House Democratic Caucus Leader Mike Turner nevertheless declared Wednesday that he's undeterred in his goal of regaining control of the chamber in 2010.
Shelbyville businessman Pat Marsh won the House District 62 seat Tuesday night to give Republicans a 51-48 advantage in the House. Reeling Democrats have now lost five House seats since November.
"It's not like your dog getting run over, but it's a disappointment," Turner told reporters the day after the vote. Democrats had hoped that Cobb's name recognition and the endorsement by Tennessee Right to Life would give him the edge in the race.
"We had a popular guy, but they ended up having the most popular guy," said Turner, of Nashville. "This is not a fatal wound, it is merely a setback. We'll overcome it and we'll go forward."
Turner said he doesn't expect the loss to affect fundraising or candidate recruitment.
"The people who are true Democrats will continue giving to us and maybe give to us in greater numbers," Turner said. "We're going to raise a lot more money."
Turner's counterpart, House Republican Caucus Chairman Glen Casada of Franklin, said the win shows the GOP platform is resonating with Tennesseans.
"The mood of the state is going toward the conservative pro-business folks," Casada said. "We're fiscally conservative, we're socially conservative and this is the reason why the voters of Tennessee should vote Republican.
"It's proven to be a winning message."
Democratic Gov. Phil Bredesen congratulated Marsh on the win and said he will continue to emphasize bipartisanship in his dealing with the Legislature.
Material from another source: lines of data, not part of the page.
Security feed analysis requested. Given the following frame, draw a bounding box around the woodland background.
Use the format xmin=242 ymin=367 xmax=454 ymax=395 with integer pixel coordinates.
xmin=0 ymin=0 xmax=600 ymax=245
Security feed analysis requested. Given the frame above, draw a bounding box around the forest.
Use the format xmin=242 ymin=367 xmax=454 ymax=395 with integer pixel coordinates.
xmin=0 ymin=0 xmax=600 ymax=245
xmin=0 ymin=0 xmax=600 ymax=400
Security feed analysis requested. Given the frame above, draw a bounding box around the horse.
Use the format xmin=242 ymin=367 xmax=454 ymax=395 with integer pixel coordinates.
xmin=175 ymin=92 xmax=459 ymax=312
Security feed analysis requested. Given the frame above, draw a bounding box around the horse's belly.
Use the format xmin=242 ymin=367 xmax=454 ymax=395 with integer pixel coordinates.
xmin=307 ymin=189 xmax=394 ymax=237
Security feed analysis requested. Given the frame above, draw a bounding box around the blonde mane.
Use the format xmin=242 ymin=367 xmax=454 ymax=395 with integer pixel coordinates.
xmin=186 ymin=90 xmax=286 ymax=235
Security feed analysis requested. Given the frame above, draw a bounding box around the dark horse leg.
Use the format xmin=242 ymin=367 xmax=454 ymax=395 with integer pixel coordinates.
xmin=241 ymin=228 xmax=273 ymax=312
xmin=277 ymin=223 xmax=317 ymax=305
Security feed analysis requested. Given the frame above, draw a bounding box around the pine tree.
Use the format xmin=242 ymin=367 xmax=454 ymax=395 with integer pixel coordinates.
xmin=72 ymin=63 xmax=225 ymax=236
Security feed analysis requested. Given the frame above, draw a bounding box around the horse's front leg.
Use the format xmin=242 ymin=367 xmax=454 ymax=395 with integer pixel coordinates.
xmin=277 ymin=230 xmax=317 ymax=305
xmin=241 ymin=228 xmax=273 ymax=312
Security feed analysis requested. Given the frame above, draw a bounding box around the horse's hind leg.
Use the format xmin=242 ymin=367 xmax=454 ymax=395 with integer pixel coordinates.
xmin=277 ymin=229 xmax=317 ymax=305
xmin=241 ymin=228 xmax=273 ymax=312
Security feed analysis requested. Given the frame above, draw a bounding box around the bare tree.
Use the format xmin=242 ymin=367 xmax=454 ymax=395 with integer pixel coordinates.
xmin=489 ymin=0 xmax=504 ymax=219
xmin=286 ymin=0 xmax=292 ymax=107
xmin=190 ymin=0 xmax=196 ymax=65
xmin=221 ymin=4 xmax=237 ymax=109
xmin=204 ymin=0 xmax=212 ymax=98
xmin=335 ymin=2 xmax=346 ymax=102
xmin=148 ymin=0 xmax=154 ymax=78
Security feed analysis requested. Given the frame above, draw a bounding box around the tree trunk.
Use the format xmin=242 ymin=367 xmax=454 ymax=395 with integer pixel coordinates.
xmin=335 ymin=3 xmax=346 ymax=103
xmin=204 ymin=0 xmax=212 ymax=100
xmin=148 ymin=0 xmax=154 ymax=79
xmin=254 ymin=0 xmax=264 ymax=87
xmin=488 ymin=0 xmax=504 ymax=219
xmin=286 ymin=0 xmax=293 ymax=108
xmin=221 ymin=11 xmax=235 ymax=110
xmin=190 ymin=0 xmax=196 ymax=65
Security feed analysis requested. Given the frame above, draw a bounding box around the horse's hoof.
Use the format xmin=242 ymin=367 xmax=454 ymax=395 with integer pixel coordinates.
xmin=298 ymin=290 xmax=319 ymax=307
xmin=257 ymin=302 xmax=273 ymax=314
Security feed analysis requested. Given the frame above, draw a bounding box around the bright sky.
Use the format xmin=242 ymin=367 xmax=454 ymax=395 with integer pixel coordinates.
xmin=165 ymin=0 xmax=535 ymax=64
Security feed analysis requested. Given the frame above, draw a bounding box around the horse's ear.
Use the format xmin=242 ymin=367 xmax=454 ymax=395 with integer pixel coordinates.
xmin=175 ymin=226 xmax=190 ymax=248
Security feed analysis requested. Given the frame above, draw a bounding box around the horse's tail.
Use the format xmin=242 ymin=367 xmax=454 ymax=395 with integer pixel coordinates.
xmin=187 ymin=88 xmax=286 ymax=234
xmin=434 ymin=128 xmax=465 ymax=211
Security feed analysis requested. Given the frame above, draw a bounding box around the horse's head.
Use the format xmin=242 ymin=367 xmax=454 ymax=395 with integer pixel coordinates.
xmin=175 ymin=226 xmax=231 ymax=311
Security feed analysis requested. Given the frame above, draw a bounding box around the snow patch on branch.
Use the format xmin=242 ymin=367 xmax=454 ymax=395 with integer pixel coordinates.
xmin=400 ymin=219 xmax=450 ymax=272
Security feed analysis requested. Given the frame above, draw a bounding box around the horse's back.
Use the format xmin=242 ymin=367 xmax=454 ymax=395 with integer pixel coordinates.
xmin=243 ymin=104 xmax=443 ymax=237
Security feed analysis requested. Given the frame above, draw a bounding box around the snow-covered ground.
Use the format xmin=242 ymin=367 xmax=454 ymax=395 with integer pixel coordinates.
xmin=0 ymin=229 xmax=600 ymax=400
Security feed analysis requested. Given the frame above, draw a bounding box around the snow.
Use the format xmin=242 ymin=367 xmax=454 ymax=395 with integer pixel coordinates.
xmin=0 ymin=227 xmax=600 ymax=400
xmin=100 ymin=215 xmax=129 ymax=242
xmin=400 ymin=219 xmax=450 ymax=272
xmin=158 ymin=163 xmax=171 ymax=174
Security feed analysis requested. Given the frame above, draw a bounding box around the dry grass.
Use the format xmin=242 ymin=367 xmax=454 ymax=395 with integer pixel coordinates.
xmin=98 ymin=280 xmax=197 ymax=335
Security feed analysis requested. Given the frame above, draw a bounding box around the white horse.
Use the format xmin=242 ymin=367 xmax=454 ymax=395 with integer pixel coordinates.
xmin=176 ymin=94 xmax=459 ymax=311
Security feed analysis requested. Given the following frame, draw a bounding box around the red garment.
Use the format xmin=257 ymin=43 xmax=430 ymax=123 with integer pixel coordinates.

He added after a speech in Nashville Wednesday afternoon that he doesn't think the this week's result indicates future Democratic performance.
"No one is pressing any panic button," he said. "Different seats come up at different times, the dynamic in each of these districts is very different.
"I think there's a certain amount of testiness out there at the moment and I think Ty might have been subject to that," he said. "I think every election stands on its own, I don't see any harbingers of the future."
Turner said low voter turnout in a special election complicated some of the grass roots efforts Democrats are working to implement. If the election had been held during a regularly scheduled general election, he said, "I'd like to think that the ground game we put together would have worked."
Tuesday's special election drew almost 9,000 voters, about 38 percent of the turnout in the last year's general election. But Casada said that number still reflects "a fair cross section of that district."
"I don't think if this had been in November, the outcome would have changed," he said. "It was a good win for Republicans."